What data is required:
- Replays from various players, from low to high skill, with specific mods on specific maps
- Replays from specific players, from low to high skill, with specific mods on various maps
While data can be collected to help with making the formula, there needs to be a lot of data available to be able to figure out how various factors play into breaking combo. A lot of that data is inaccessible - only top 500 plays in leaderboards have replays, so there is no way to get data on lower skilled players, and no way to get data on plays using EZ mod.
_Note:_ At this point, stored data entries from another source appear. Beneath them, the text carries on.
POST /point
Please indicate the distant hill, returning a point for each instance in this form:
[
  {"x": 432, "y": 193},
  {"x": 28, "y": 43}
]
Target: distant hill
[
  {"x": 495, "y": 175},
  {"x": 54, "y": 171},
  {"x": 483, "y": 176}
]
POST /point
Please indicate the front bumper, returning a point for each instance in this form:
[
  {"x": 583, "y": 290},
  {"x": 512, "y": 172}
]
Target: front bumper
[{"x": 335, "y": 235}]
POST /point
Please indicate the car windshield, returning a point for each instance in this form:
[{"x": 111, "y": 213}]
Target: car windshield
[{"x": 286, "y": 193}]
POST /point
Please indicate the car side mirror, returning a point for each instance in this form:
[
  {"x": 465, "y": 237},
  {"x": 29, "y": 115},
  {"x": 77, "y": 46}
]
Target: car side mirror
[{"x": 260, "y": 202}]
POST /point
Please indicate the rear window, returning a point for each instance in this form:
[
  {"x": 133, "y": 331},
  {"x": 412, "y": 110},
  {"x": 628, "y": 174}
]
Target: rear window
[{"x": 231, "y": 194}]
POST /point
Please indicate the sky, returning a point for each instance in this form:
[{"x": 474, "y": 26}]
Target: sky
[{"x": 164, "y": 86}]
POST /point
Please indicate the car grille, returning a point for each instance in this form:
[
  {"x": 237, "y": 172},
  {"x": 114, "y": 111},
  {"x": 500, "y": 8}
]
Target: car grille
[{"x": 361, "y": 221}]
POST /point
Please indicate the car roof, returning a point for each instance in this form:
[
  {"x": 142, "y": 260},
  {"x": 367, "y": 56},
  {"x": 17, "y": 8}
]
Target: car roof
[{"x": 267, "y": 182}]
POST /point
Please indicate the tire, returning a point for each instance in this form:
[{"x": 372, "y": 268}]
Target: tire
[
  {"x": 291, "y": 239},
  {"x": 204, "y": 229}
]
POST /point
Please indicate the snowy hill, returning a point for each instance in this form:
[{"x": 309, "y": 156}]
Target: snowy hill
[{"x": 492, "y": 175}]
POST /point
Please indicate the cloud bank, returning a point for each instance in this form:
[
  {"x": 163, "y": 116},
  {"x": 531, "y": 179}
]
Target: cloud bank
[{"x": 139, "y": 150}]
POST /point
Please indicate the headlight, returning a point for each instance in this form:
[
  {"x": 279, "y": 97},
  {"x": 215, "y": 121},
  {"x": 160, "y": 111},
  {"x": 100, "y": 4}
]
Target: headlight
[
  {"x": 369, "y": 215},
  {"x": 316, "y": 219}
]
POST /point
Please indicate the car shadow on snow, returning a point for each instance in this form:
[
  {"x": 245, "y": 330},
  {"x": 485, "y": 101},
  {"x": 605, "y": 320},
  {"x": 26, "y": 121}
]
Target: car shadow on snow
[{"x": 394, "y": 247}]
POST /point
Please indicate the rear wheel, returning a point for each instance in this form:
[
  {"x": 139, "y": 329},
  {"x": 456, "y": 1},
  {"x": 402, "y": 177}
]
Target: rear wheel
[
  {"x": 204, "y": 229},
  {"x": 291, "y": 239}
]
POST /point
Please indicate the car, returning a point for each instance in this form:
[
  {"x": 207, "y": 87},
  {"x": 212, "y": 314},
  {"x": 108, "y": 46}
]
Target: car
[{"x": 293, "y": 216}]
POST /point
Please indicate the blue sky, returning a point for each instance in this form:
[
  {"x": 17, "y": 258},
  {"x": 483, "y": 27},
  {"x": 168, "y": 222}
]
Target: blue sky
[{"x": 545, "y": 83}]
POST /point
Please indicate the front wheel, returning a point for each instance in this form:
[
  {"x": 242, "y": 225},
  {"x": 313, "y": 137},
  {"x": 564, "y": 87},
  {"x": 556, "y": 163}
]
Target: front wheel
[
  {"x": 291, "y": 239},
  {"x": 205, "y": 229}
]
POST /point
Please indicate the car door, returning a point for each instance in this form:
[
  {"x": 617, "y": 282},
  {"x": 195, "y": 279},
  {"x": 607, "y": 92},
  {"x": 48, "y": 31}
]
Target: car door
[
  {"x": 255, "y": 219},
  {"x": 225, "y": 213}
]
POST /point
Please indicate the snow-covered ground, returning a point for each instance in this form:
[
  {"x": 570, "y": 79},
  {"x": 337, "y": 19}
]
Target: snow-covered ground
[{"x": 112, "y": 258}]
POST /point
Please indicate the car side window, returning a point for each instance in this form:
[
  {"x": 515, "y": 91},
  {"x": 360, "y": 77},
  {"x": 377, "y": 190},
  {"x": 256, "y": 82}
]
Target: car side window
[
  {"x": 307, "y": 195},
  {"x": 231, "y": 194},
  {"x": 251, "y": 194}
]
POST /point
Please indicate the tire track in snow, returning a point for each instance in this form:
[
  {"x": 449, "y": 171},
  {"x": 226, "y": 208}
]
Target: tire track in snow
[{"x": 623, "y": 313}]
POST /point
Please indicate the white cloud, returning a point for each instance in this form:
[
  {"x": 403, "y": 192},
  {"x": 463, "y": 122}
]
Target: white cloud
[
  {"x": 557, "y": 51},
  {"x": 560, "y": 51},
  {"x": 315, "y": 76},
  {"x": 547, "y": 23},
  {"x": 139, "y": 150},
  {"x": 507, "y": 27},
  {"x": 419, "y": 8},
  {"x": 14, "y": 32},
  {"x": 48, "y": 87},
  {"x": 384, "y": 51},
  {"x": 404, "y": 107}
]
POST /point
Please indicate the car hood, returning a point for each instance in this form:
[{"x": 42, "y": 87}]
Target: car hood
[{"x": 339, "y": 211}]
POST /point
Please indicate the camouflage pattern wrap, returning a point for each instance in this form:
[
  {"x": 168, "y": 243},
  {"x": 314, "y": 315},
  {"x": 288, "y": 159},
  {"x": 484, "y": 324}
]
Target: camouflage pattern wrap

As for data that is accessible, you need to filter out plays that have no combo breaks - meaning all maps less than 4 stars are ruled out because most top 500 plays on such easy maps tend to have no combo breaks. What you have remaining are plays with varied mix of various mods that make it hard to isolate factors, and 7 star+ maps for which most players cant FC no mod.
You also need to analyze players, not just the maps. This requires many replays from single players to figure out how they respond to various patterns - what their skills are - to build a player profile to test models against. Currently it's possible to collect this kind of data from top players only. Unfortunately the data would have various mods, so again, this makes it hard to isolate factors.
There has been a thought to get data from maps that have been recently ranked (before having 500 scores on it), but you need automation for that sort of thing and know which maps you want to target. It would an active effort of constantly going through qualified and modding queues to make a list of potential candidates to get data for. That would be quite a commitment.